"It's a matter for us to find time to fit it in," the 47-year-old told Stockholm's Svenska Dagbladets on Thursday.
"If we can, I would be more than happy."
The six-time grand slam winner, who retired in 1996, has always been the childhood idol of Federer, who invited the Swede to work with him for a few days this month at his base in Dubai.
"The idea of the camp was that I would give my views and come up with some feedback. He wants to try some new things," said the serve-and-volley king.
Edberg added that he advised the 32-year-old Swiss to play a more attacking game in hope of avoiding long rallies with elite baseliners Rafael Nadal and Novak Djokovic.
"I was very surprised (that Federer asked) because it's so long since I left tennis," he said.
"But I was also very flattered. I've never really thought about coaching and if it had not been Federer doing the asking, honestly, I would not have been interested."
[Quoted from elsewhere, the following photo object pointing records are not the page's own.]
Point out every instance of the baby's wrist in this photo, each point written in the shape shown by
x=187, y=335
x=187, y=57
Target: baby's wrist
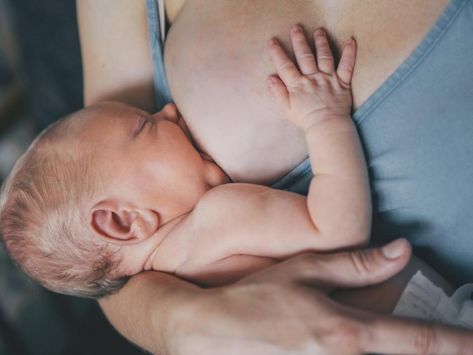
x=329, y=123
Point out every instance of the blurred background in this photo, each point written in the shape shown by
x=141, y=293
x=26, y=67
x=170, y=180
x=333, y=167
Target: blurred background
x=40, y=81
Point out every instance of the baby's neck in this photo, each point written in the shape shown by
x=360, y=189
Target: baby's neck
x=173, y=246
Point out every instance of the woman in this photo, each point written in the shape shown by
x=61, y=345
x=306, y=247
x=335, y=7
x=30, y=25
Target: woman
x=214, y=62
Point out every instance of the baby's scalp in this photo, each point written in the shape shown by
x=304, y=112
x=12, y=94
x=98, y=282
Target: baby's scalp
x=43, y=215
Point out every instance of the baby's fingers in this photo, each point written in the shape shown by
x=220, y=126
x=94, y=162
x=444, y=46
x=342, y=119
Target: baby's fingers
x=279, y=92
x=285, y=67
x=347, y=63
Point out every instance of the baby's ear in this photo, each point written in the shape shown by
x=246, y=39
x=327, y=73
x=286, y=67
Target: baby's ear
x=122, y=223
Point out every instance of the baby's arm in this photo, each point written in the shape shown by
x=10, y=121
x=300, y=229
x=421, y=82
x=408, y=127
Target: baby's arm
x=317, y=98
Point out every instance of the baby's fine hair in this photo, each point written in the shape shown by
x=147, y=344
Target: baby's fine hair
x=44, y=221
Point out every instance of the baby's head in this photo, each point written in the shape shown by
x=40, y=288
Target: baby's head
x=81, y=209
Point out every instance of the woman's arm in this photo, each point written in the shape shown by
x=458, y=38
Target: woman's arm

While admitting there might be room for a meeting of the minds, Edberg displayed his traditional, discreet nature, refusing to go into details about what arrangements the tennis pair might have discussed.
"Of course I have some comments as to what needs to change and evolve, but it's not the done thing that I sit here and talk about it," he said.
"I think he will be coming back. He's a great player and all the pieces are in place, he can definitely win some more grand slam titles."